Konkret wirft die Staatsanwaltschaft dem Mediziner im Strafbefehl vor, im April 2014 auf der Staatsstraße 2043 zwischen Zeller Kreuzung und Karlshuld beim Überholen zwei entgegenkommende Fahrzeuge zum Abbremsen und Ausweichen auf die Bankette gezwungen zu haben. An eine gefährliche Situation könne er sich nicht mehr erinnern, erklärt Hatz. Doch fahre er in solchen Fällen immer mit Blaulicht, Martinshorn und Lichthupe, um die anderen Verkehrsteilnehmer zu warnen.

„Es gibt keinen Schaden, keine Spuren, keinen umgefahrenen Leitpfosten“, sagt Anwalt Florian Englert. Der Vorwurf, grob verkehrswidrig und rücksichtslos gefahren zu sein, sei nicht haltbar. „Im Notfall gelten nur allgemeine Vorsichtskriterien“, so der Jurist. „Das wäre das erste Urteil in dieser Art in Deutschland.“ Der Anwalt und sein Mandant sehen ein grundsätzliches Problem für alle Einsatzkräfte. Seit 23 Jahren fahre Hatz nun Notarzteinsätze, bis heute habe er keinen Eintrag in Flensburg. „Ich gefährde mich ja hochgradig selber, wenn ich zu schnell fahre“, sagt er.

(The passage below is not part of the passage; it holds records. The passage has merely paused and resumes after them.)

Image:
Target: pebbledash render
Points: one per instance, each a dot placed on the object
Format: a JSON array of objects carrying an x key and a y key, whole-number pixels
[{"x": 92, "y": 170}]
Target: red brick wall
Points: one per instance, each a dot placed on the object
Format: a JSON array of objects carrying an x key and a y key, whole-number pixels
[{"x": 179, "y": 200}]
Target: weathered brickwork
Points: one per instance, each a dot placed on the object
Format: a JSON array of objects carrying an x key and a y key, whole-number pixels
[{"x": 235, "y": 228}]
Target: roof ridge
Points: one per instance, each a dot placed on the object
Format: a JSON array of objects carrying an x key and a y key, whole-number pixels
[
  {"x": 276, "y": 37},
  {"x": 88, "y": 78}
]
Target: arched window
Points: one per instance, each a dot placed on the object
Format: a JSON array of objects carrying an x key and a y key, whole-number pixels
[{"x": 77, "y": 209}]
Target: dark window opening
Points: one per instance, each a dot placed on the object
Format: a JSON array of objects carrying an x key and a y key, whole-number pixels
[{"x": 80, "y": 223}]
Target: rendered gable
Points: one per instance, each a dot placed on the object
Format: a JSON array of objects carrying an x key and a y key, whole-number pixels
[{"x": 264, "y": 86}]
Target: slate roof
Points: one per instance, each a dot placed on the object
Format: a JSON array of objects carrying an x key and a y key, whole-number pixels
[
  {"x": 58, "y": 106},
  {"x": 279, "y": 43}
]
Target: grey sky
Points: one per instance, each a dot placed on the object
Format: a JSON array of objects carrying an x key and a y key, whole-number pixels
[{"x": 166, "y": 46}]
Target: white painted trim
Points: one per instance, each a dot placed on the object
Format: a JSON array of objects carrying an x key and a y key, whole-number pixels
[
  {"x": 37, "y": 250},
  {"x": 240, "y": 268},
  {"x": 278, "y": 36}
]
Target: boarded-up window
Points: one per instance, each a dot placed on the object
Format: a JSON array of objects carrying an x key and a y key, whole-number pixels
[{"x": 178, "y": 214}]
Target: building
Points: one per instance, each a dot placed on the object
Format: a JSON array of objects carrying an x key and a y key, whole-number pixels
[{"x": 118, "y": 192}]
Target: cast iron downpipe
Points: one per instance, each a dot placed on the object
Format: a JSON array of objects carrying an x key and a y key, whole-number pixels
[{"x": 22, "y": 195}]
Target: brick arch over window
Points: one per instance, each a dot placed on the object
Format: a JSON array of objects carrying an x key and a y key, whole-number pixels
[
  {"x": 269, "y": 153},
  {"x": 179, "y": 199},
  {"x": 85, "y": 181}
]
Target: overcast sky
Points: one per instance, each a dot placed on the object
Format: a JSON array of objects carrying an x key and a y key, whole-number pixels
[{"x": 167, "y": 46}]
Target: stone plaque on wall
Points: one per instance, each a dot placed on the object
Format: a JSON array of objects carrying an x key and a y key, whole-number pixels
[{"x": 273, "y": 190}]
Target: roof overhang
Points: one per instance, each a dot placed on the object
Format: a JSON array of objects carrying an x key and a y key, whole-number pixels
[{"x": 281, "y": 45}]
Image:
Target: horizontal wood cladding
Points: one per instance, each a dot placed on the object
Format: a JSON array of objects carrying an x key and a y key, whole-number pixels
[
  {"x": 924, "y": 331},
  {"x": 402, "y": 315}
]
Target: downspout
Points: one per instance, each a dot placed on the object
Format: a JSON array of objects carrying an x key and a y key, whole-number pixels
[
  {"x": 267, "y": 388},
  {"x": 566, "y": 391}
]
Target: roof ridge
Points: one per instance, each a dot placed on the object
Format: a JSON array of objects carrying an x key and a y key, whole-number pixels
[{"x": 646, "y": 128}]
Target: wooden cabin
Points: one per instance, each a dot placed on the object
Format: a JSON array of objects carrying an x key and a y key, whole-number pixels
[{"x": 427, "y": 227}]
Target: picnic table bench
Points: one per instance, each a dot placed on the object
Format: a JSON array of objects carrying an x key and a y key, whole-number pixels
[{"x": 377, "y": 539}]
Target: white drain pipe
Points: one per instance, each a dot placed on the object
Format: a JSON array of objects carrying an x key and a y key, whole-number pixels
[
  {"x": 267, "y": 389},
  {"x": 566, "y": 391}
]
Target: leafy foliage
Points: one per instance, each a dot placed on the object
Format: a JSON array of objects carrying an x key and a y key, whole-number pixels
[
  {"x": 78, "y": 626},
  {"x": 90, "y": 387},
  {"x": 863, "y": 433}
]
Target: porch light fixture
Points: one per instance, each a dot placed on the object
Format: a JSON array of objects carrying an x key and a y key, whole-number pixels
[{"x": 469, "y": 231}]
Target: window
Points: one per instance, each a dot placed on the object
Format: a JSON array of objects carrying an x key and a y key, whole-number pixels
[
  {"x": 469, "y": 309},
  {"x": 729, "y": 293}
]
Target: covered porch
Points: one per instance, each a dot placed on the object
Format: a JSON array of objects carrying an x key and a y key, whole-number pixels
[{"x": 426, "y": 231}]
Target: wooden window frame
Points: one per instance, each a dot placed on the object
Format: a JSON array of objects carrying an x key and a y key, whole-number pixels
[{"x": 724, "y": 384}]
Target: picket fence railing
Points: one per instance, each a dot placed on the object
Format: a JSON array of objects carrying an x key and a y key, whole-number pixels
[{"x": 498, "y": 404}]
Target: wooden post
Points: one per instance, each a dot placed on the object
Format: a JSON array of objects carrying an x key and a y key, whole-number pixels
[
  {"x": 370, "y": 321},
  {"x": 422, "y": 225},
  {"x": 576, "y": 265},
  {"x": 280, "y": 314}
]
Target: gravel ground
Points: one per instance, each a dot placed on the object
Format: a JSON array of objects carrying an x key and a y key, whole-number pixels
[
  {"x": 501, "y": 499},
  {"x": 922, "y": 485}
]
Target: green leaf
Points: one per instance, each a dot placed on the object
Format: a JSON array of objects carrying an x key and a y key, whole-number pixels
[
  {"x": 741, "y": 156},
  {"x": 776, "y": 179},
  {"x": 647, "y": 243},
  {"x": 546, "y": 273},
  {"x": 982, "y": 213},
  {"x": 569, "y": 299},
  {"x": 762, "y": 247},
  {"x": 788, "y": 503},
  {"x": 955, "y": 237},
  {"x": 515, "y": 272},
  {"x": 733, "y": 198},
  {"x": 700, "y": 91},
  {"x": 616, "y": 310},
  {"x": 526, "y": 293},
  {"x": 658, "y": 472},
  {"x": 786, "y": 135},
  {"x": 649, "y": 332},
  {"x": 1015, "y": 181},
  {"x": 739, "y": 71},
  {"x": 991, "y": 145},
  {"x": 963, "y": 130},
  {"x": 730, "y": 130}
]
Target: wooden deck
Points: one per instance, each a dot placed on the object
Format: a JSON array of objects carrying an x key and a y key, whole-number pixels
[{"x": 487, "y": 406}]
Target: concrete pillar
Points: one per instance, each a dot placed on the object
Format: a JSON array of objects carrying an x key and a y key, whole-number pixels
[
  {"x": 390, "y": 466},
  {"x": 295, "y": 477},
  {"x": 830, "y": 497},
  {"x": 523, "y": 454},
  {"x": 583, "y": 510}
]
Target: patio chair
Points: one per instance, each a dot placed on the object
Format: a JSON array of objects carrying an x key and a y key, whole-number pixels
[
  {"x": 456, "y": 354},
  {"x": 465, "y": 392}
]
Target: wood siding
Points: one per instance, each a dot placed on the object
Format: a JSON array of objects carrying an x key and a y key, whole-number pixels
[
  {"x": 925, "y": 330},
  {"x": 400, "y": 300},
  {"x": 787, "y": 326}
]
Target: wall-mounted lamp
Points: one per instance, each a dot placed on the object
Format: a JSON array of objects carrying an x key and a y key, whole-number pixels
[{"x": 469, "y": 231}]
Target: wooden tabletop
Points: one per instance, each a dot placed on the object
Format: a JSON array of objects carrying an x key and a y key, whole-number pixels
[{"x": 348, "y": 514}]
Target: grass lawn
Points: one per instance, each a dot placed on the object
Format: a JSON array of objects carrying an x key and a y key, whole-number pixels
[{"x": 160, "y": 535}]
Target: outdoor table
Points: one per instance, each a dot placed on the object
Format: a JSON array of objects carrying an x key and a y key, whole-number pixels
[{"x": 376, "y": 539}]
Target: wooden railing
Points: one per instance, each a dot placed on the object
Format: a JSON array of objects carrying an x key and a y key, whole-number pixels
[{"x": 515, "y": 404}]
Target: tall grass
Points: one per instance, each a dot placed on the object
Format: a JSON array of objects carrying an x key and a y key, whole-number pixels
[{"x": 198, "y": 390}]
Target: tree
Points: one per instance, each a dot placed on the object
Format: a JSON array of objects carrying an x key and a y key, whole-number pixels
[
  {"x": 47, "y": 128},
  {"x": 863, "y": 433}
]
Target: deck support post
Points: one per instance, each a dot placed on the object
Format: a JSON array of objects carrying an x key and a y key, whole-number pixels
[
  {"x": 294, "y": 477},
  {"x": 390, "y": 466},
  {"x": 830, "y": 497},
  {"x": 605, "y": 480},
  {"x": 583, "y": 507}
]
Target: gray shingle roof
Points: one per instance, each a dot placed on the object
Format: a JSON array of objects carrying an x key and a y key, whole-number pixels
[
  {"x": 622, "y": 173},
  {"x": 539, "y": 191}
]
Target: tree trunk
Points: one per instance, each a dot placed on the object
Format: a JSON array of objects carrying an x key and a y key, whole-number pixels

Das Bayerische Rote Kreuz will sich zum laufenden Verfahren nicht äußern, stellt aber fest: „Blaulichtfahrten sind Einsatzfahrten mit Sonderrechten. Wir erwarten, dass diese Sonderrechte im Straßenverkehr sowohl von den anderen Verkehrsteilnehmern beachtet werden als auch von unseren eigenen Mitarbeitern vorsichtig damit umgegangen wird. Schließlich sind wir auch mit Sonderrechten im Interesse von kranken und verletzten Personen unterwegs und wollen niemanden gefährden.“ Alle Fahrer seien darauf trainiert, die Straßenverkehrsordnung einzuhalten. „Wir erwarten aber auch von den anderen Teilnehmern am Straßenverkehr Rücksichtnahme auf den schwierigen und belastenden Job unserer Einsatzkräfte. Keiner unserer Mitarbeiter gefährdet andere im Einsatz bewusst“, erklärt Pressesprecherin Hanna Hutschenreiter von der Landesgeschäftsstelle.